Somewhere along the way we adopted the “you should be good before you’ve started” fallacy.

Comparison compounds the situation.

We are aware of Bobby Fisher before we sit down to learn chess.

We are aware of Mark Zuckerberg before we decide to create a new social media business.

We are aware of Mstislav Rostropovich before we learn to play the cello. I’m just kidding, I didn’t know who Mstislav Rostropovich was before searching “famous cello players,” but you get the point.

Before we start any business we’re aware of all the masters of industry who have come before us.

The first steps of any new, unpracticed endeavor will not be great. That is when the self-judgment and comparison will kick in.

You can stop or you can persevere. Those that persevere become successful, who become skilled, who you can point to and say, “He/she is good at that.” Those that give up not only never become good at said skill they also tend to believe it wasn’t in the cards in the first place.

So were those that pressed on when they hit roadblocks so much better than the rest of us? Most of the time, no. What they did was practice and what practicing does is change your brain chemistry.

It’s not magic, and it’s not just doing something for 10,000 hours, though doing something for 10,000 hours does support the brain science behind the “magic” of practice.

Neuroscientists have discovered that myelin – the white matter in our brains – is responsible for making new tasks become rote.

Myelin is a white substance that covers axons (think of them as cables) that connect neurons.
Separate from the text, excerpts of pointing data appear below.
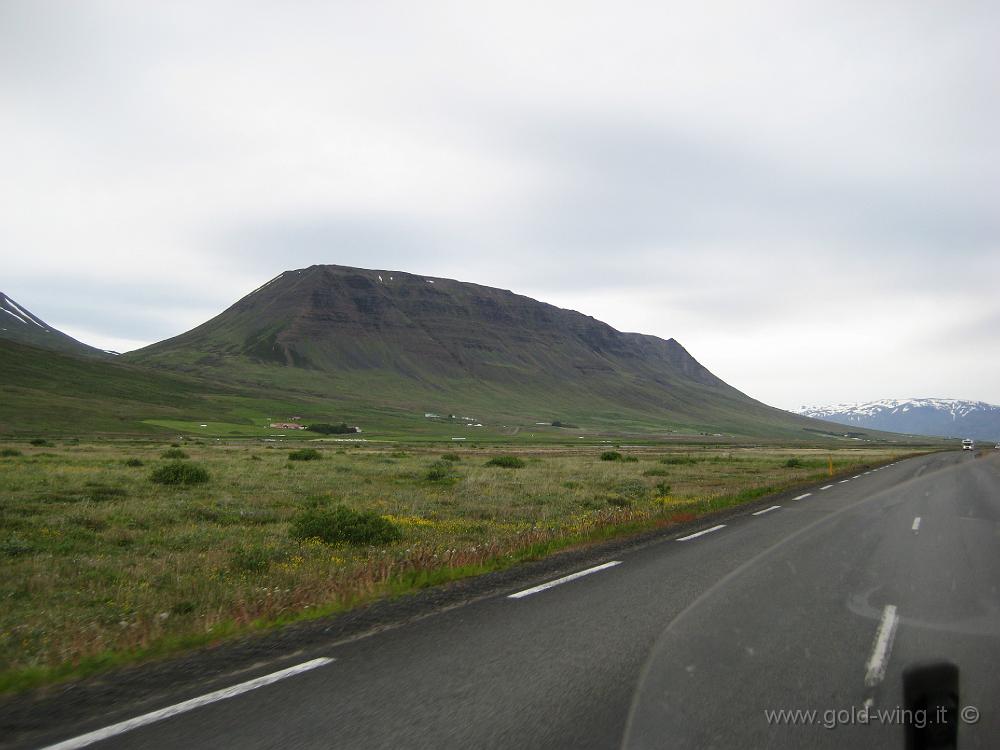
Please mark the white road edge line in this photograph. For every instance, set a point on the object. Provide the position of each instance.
(564, 579)
(178, 708)
(883, 646)
(701, 533)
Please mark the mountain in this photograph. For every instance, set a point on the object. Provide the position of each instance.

Nerve impulses travel between neurons via the axons and they travel best when there is myelin present. In fact, the more myelin the better.
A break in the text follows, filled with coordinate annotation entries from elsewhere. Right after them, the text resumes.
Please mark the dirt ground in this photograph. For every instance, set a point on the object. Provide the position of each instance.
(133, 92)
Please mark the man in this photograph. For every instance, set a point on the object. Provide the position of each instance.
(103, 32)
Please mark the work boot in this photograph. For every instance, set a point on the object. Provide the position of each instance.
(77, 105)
You can think of myelin as grease on the axons that keeps the nerve impulse moving along to the next neuron. When you practice a new skill repeatedly it triggers particular cells in your brain (astrocytes) to release chemicals that stimulate another group of cells (oligodendrocytes), which then produce myelin.

Thus, practicing something repeatedly increases the production of myelin, which allows nerve impulses to travel between neurons faster and smoother.

Stop practicing too soon and you don’t give your brain the chance to produce the required myelin to make the skill or task rote.

It’s akin to walking an untraveled forest path that hasn’t been cleared. If you’re the first traveler there will be rocks and branches that need to be cleared and your progress will be slow. After enough people walk the same path it becomes smooth. That is what you’re doing with your brain: you’re creating a smooth path for nerve impulses to travel, and that’s what improves your abilities.

So when it comes to practice – rather than think, “I have done this three times and I am not good at this” – we can think, “I have done this three times and I have not yet produced enough myelin in my brain to make this skill easier for me.”

Still, the undeniable truth is that true geniuses do exist. Mozart wrote his first symphony at the age of four. Perhaps he was born with tons of myelin in one area of his brain.

When you’re alive during the same period as a Mozart it can be discouraging. We will forever think, “I’ll never be great.”

And maybe not, but can’t you be very good? Do we all have to be great? I call this the delusion of insignificance: if we’re not amazing then we’re not worthy. We often don’t begin something when we don’t see immediate signs that we’re great – or will be great soon enough.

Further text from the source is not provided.